A systematic review from researchers in China reported patients with non-perinatal listeriosis had a mortality rate of about 23.8% [27]. The 30-day mortality rate of their listeriosis group was similar to that of the non-listeriosis group in our study (18.3% vs. 19.2%). Moreover, one non-fatal case in our study developed a brain abscess, suggesting that clinicians should carefully monitor listeriosis in patients with certain risk factors.

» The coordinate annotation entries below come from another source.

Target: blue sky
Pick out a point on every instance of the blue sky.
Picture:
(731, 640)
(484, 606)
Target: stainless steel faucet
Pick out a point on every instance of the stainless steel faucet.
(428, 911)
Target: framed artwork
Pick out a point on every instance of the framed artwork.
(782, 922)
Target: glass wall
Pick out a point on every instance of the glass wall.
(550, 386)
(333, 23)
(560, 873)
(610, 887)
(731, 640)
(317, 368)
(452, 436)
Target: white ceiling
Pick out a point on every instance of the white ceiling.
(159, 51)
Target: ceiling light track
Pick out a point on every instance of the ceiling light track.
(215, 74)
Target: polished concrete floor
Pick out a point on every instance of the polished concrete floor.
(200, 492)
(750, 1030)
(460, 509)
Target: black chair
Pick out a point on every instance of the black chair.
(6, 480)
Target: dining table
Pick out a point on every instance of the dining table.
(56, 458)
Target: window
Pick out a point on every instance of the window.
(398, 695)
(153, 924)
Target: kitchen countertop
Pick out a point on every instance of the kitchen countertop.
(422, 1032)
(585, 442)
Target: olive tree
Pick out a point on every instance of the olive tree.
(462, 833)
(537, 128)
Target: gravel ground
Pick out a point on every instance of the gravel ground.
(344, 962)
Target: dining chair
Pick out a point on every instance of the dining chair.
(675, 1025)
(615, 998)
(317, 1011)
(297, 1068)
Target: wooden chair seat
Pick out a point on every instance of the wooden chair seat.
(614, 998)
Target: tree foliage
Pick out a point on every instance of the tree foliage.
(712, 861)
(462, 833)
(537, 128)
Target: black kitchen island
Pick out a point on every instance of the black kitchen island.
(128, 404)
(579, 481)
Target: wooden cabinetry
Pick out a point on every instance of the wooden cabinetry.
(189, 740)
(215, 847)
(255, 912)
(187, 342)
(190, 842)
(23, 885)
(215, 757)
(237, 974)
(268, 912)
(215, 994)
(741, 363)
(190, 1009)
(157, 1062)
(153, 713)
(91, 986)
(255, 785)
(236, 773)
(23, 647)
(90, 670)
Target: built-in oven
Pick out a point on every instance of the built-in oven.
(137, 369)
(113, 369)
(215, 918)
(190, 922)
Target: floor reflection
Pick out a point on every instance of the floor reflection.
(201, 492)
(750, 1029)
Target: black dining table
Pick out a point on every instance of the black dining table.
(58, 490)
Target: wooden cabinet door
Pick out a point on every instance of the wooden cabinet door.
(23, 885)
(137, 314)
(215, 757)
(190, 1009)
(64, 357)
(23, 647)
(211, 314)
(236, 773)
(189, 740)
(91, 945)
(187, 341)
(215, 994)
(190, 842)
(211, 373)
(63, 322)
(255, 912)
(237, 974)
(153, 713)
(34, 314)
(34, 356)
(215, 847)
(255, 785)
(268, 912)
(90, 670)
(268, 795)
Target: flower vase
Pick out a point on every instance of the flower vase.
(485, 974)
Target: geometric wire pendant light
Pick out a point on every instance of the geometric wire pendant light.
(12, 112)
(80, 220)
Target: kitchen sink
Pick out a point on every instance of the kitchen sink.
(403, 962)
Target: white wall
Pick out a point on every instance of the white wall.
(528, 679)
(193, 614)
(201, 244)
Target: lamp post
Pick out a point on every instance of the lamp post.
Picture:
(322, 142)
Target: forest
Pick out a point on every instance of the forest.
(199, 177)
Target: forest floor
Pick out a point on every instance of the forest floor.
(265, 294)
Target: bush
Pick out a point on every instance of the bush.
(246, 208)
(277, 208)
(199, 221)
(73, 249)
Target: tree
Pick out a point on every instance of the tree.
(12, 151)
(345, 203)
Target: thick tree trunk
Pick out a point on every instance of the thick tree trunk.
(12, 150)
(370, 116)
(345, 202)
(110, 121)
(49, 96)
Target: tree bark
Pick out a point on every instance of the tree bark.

There are some limitations to this study. First, this study included only 11 cases of listeriosis and this limited report, arising from a single center, may have been unable to detect significant risk factors of listeriosis. Because the data on listeriosis in Japan are limited, large-scale and multicenter studies should be conducted. Second, we could not comprehensively assess the presence or absence of meningitis in our study population because the analysis of cerebrospinal fluid was performed in only one case. However, the proportions of L. monocytogenes that were isolated from blood and cerebrospinal fluid in an outbreak report were 84% in blood and 5% cerebrospinal fluid; thus, there are likely few cases of undiagnosed meningitis in our study [7]. Third, the exclusion of the only neonatal patient from the case group means the results of this study cannot be extended to neonatal or pediatric patients. A future study focusing on the neonatal period is required. Fourth, the serotype or virulence factors of L. monocytogenes, such as internalin A and B, with the ability to invade human epithelial colorectal adenocarcinoma cells were not checked [28]. Further investigation into gene transcription and invasiveness among L. monocytogenes is needed.

Conclusions

The incidence of listeriosis in this study was similar to that in other Asian countries. Onset in the warm season, steroid use, and a lower ratio of neutrophils to lymphocytes were risk factors for listeriosis compared with non-listeriosis. Additionally, because the 30-day mortality rate was similarly high in both the listeriosis and non-listeriosis groups, clinicians need to take prompt action to identify the offending organism and establish a treatment plan.